A Kenyan teacher who was among the top 10 finalists for the Varkey Foundation Global Teacher Prize this year has highlighted the need to urgently raise teacher respect across Africa to attract the best candidates into the profession.
Mr Michael Wamaya, a dance teacher at the Spurgeons Academy Kibera, K.A.G School Kibera and in Valley View School in Mathare, also urged parents and pupils to put forward their most inspirational teachers for next year’s award on the day that nominations and applications open.
Mr Wamaya said children today are faced with a World in total flux—from the rise of populism, the threat of terrorism, growing inequality, a refugee crisis, rapid technological change and a growing environmental threat.
“It is difficult to predict what will happen in the next six days, let alone the next six months or years.
“Current World events baffle most adults but it is today’s children that will live with the after effects. It is this generation of children that will be tested to the limit to find the solutions to these problems,” said Mr Wamaya.
He observed that there was need for teachers to foster great minds in order to tackle the World’s problems.
“If teachers aren’t respected, children won’t listen to them, parents won’t back them, and the most talented individuals will continue to disregard teaching as a fulfilling career option.
“Over time, this will weaken teaching, damage learning opportunities for millions and ultimately weaken society as uninformed choices can give way to populism and extremism,” he explained.
He went on: “That is why I urge children and parents to nominate their favourite teachers for the Global Teacher Prize 2018 in order to help celebrate the work of our greatest teachers throughout the continent.”
As a dance instructor, he combines the teaching of dance skills with social skills.
His programme explores their individual human potential and creativity in a much broader sense: who they are, what they think and believe, what they want for their futures, which has brought them a lot of confidence and self-esteem.
Attending the classes has also turned around dropout rates and teenage pregnancy rates for his students.
Nominations are open for the Sh100 million award, which is now in its fourth year and the largest prize of its kind in education.
Canadian teacher Maggie MacDonnell won this year’s prize in March, with the announcement being made via a link from the International Space Station at the Global Education and Skills Forum in Dubai.

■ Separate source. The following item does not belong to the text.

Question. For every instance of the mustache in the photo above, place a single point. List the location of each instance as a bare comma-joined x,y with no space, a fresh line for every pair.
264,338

The applicants for the next year’s prize will be shortlisted down to a top 50 (expected to be announced in December) and then a final Top 10 (expected to be announced in February next year).
The winner will be chosen from the 10 finalists by the Global Teacher Prize Academy made up of prominent individuals.
All 10 finalists will be flown to Dubai for an award ceremony taking place at the Global Education and Skills Forum in March 2018 where the winner will be announced live.
The prize is open to currently working teachers who teach children that are in compulsory schooling, or are between the ages of five and 18.
Teachers who teach on a part-time basis are also eligible, as are teachers of online courses. It is open to teachers in every kind of school and, subject to local laws, in every country in the World.